«Соня и Паша, не мечите рис перед свиньями».
Насчет риса Софья не поняла, но от объединения своего имени с именем паршивого братца решительно воспротестовала всем существом. Про Павла она в общем-то и не вспоминала никогда, кроме случаев, когда требовалась презрительная часть для какого-нибудь красочного сравнения типа «Не чета даже такому ублюдку, как…» или же «Болван чуть ли не хуже, чем…» Выродок Павел был Софье не просто противен, он становился отныне и навеки ее личным, непримиримым врагом.
И еще отыскалась маленькая, в десять страничек, пачка стихотворений отцовского сочинения.

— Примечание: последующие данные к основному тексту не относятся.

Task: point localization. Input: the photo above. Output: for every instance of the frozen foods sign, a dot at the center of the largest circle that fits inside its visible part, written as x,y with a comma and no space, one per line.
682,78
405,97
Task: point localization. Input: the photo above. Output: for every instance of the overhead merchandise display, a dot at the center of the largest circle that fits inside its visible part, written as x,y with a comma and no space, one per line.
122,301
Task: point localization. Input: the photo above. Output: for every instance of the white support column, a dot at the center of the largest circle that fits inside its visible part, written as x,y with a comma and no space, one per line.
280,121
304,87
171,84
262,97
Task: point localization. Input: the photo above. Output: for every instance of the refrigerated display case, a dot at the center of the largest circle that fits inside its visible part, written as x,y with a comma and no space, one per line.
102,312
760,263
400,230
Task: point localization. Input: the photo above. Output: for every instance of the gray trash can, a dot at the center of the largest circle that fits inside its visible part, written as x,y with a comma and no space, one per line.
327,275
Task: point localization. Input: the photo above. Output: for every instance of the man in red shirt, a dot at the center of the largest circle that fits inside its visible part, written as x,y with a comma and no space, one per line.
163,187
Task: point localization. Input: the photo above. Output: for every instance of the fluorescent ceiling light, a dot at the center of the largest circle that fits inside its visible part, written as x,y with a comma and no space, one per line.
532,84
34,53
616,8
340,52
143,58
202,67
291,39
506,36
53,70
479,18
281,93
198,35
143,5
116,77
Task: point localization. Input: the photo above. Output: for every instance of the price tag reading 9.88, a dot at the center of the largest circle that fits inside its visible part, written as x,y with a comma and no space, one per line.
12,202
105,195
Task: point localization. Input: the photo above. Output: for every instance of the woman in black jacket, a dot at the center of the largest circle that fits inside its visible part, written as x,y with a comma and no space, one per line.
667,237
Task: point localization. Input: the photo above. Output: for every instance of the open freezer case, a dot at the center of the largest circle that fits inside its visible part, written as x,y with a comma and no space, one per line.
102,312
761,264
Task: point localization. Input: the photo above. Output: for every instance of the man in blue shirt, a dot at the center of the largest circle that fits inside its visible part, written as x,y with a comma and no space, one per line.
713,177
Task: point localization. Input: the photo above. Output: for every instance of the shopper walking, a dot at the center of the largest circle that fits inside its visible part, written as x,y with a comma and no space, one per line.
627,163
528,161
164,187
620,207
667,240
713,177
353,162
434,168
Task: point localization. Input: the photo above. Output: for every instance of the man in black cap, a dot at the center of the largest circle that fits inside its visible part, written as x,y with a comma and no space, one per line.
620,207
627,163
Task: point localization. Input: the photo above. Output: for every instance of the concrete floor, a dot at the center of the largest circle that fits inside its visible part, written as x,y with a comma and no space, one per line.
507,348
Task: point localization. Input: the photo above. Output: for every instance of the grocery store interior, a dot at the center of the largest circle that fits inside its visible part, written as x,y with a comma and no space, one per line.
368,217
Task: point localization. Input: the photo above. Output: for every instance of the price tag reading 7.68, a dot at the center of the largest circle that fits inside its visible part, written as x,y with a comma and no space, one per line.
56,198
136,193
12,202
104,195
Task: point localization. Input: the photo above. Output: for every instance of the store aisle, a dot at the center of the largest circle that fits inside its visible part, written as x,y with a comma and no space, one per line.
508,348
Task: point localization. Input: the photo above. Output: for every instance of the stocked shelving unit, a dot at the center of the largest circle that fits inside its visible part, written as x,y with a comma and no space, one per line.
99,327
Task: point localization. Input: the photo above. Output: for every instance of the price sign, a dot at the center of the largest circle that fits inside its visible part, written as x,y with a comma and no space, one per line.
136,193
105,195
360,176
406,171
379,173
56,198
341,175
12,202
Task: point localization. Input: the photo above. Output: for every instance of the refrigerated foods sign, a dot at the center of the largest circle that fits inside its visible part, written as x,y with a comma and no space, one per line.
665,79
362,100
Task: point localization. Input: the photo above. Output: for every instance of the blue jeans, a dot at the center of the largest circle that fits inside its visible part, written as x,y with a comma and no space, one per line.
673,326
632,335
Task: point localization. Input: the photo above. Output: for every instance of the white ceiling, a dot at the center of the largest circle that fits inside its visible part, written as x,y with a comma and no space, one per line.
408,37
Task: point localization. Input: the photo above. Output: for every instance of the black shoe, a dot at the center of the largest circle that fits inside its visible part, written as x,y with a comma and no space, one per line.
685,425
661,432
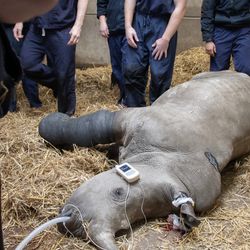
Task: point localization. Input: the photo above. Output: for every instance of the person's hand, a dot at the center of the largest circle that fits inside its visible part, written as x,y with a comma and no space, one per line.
210,48
104,30
160,48
18,31
132,37
75,33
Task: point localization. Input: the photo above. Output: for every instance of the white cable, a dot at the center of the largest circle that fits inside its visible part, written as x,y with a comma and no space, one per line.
84,226
126,215
142,204
39,229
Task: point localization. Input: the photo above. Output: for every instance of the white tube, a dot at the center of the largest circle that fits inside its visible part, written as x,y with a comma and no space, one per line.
39,229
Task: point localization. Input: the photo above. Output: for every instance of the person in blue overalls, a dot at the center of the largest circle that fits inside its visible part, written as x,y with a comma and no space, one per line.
111,17
151,31
55,34
9,64
29,86
225,27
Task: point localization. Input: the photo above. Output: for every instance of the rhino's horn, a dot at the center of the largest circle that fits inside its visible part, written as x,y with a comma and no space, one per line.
188,216
101,236
86,131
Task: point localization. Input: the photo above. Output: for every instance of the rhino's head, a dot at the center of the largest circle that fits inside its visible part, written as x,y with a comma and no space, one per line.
97,209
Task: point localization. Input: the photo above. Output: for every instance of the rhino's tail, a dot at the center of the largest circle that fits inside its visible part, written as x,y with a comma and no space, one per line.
86,131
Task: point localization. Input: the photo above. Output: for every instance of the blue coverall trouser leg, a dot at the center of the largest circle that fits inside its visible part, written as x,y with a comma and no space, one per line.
138,60
30,87
59,74
116,43
233,42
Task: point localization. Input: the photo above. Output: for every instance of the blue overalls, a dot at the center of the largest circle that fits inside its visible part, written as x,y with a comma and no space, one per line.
49,35
150,21
233,41
30,87
114,12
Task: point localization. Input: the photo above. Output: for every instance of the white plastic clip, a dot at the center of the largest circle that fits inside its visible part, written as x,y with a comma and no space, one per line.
43,32
182,200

Прочтя первые же строки («Не зря страшится узурпатор, что встанет новый император»), отбросила — мало ли тут вещей более интересных, как-нибудь в другой раз посмотрим. Ведь перстень все-таки нашелся царский, и тонкая золотая ладанка с прядью детских волос — думается, детских волос прадедушки Алексея Федоровича-Александровича. Несчастливое это имя для русских царей — Алексей, позаботиться бы, чтобы так больше никого не звали, а то вот и царевич Алексей, отцом убитый, и еще один Алексей, которому даже с гемофилией поцарствовать не дали, здесь неподалеку расстрелянный, вот, оказывается, и еще один царь Алексей не состоялся, — запретить это имя надо (царя Алексея Михайловича Софья как-то запамятовала). Что-то вроде жалости шевельнулось в бронированной душе Софьи, жалости к прадеду, умершему три четверти века назад где-то в Эстонии. Но жалость эта, не иначе как детским локоном навеянная, была тем простительна, что совершенно не убыточна.
В прихожей заскребся английский замок, покрутился и замер, ибо дверь была на задвижке. Благоверный пытался войти в дом, однако предъявить ему зрелище растерзанного Брокгауза, присыпанного щедрыми кучками нафталина, было совершенно невозможно. Нафталин к тому же был орошен царской кровью Софьи, на письменном столе громоздились обретенные сокровища — нет, нет. Мысль об убийстве мужа промелькнула в голове Софьи и была тут же отринута: не хватало еще попасть под суд из-за подобного дерьма, и когда? Теперь! Виктора можно было просто не пустить домой, ибо пьяных мужиков не терпела из-за некоей давней истории, концы которой давно были брошены в воду. Атон Джексон поэтому никогда и не посещал ее сознания, как не довелось ему познакомиться и с непьющим родителем, — и именно потому Форбс, наводя недавней ночью последние штрихи на план «реставрация», твердой рукой вычеркнул ее имя из списка запасных — на случай смерти Павла или дурного его поведения — кандидатов на престол, а Джеймс имел насчет нее инструкции очень жесткого характера. Но, конечно, до утра оставлять муженька на улице не стоило по причине чрезвычайно плохой погоды, в которую нетрудно и воспаление легких прихватить, а уж таскать горшки за этим остолопом, который, как она знала по опыту, болеет тяжело и долго, ей вовсе не улыбалось. Софья встала, почти солдатским шагом прошла к двери, отодвинула щеколду, но накинула цепочку — и приоткрыла дверь. Виктор жался к косяку.